Abb. 2: Prognostizierte Marktanteile, Einnahmen und Gewinne der 10 Kombinationen mit maximalen Gewinnaussichten
Die rote Linie in Abb. 2 zeigt die prognostizierten Gewinne der 10 Kombinationen mit den höchsten Gewinnerwartungen. Die Abbildung enthält neben der Gewinnkurve ebenfalls die erwarteten Marktanteile sowie Einnahmen. Durch den daraus resultierenden Normbereich ist die Differenzierung hinsichtlich der Gewinne gering. Es zeigt sich jedoch, dass die berechneten Marktanteile und Einnahmen im Gegensatz zu den Gewinnen sehr stark variieren. Eine Einbeziehung dieser Größen kann zusätzliche Entscheidungshilfen liefern. Kombination 8 zum Beispiel lässt neben hohen Gewinnen eine starke Marktposition erwarten, da hier der Absatz am größten ist.
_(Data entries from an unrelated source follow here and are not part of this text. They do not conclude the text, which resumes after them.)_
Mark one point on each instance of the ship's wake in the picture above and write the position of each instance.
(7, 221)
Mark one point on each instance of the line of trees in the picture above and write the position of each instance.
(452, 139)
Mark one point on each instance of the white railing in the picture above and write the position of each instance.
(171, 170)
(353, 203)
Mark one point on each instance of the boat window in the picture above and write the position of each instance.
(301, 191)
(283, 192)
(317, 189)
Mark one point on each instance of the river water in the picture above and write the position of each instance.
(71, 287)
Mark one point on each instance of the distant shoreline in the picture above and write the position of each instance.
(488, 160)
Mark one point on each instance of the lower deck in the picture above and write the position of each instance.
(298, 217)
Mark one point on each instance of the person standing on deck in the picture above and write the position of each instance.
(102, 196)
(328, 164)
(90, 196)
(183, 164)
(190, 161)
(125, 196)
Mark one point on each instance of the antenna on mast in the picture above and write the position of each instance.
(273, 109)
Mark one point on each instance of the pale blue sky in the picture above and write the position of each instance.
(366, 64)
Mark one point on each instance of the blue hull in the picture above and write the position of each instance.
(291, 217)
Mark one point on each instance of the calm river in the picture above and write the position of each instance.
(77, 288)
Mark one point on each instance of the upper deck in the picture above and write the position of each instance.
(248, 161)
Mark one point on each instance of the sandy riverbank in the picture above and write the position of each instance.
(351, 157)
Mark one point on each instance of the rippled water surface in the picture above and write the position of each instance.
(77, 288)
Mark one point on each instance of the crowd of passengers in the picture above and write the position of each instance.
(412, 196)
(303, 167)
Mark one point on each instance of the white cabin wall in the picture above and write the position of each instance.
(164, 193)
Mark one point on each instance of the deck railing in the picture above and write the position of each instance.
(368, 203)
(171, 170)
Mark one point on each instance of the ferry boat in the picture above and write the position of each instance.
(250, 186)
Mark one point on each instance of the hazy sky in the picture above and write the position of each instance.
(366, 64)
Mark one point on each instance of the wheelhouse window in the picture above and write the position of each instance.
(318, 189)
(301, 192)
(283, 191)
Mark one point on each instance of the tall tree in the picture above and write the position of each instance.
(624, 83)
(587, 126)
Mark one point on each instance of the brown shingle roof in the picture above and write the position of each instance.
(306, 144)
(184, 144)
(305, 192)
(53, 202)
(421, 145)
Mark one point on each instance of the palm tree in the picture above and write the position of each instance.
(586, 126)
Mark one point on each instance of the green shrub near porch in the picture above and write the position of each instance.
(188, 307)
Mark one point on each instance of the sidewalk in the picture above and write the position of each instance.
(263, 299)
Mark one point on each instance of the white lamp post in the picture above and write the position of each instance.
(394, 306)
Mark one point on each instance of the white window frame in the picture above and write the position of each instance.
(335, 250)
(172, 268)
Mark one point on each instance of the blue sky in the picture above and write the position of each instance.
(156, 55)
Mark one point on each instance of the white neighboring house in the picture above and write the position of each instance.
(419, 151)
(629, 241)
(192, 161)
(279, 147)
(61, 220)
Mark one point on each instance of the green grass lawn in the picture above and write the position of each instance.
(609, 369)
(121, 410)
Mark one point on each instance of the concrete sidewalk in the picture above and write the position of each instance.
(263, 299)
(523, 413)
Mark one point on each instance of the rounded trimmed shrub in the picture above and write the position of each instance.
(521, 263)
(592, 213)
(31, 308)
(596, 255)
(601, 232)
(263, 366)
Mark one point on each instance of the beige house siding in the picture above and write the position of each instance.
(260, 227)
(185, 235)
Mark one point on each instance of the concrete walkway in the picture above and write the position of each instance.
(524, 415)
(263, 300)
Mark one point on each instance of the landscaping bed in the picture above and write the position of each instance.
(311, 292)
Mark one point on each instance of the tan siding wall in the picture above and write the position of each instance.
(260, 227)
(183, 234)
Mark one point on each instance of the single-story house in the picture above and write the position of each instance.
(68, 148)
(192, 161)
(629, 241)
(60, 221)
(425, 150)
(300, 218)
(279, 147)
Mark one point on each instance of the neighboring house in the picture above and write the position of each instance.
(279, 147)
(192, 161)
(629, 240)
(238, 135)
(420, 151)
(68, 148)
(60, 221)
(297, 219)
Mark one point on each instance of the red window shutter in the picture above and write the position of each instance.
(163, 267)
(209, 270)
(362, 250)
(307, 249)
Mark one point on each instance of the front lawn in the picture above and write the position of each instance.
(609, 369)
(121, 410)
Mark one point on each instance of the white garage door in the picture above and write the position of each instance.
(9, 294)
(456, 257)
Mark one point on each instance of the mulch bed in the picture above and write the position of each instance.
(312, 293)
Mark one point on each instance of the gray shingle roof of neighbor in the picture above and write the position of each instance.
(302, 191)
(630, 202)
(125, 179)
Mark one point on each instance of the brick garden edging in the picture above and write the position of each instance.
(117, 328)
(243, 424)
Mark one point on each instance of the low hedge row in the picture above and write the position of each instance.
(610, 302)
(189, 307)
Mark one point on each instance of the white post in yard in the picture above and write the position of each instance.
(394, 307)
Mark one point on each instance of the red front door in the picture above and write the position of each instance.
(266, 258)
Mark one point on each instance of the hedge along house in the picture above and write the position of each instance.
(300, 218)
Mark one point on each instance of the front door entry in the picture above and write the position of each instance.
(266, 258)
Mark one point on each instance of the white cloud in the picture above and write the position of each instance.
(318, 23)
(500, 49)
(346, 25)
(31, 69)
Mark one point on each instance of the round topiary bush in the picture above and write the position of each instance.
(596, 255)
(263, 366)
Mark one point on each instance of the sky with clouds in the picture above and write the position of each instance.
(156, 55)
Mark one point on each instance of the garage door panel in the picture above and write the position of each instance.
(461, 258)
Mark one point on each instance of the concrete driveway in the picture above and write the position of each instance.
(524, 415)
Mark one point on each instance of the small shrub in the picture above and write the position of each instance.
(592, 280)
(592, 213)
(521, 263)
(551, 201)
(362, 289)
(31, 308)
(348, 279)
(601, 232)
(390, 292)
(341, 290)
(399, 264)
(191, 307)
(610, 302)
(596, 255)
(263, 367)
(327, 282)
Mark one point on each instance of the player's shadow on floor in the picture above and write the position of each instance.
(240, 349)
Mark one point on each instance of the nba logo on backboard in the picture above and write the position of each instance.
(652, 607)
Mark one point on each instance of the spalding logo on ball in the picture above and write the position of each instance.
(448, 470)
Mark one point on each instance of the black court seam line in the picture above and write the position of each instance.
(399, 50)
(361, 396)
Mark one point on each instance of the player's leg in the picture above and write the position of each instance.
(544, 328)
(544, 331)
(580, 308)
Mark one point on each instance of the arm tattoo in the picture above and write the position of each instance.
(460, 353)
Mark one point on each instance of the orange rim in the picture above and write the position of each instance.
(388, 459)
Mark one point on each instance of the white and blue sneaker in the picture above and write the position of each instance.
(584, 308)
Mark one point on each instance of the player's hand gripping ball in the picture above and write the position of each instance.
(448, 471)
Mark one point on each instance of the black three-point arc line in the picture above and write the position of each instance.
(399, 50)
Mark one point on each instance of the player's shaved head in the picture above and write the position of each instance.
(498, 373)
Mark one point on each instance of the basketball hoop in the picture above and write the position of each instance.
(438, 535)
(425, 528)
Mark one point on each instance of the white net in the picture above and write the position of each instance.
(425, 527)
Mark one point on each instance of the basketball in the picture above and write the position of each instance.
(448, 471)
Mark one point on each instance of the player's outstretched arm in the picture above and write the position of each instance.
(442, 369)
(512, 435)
Abb. 3: Prognostizierte Marktanteile und Gewinne der 10 Kombinationen mit maximalen Gewinnaussichten
Abb. 3 zeigt die Resultate derselben Optimierung allerdings ohne Darstellung der Einnahmen. Dadurch kann der Wertebereich so normiert werden, dass die Differenzierungen bei den Gewinnen deutlich werden. Aufgrund dieser Darstellung wird klar, dass es eine Kombination aus Modellen gibt, die zu einem sehr deutlichen Gewinnmaximum führt.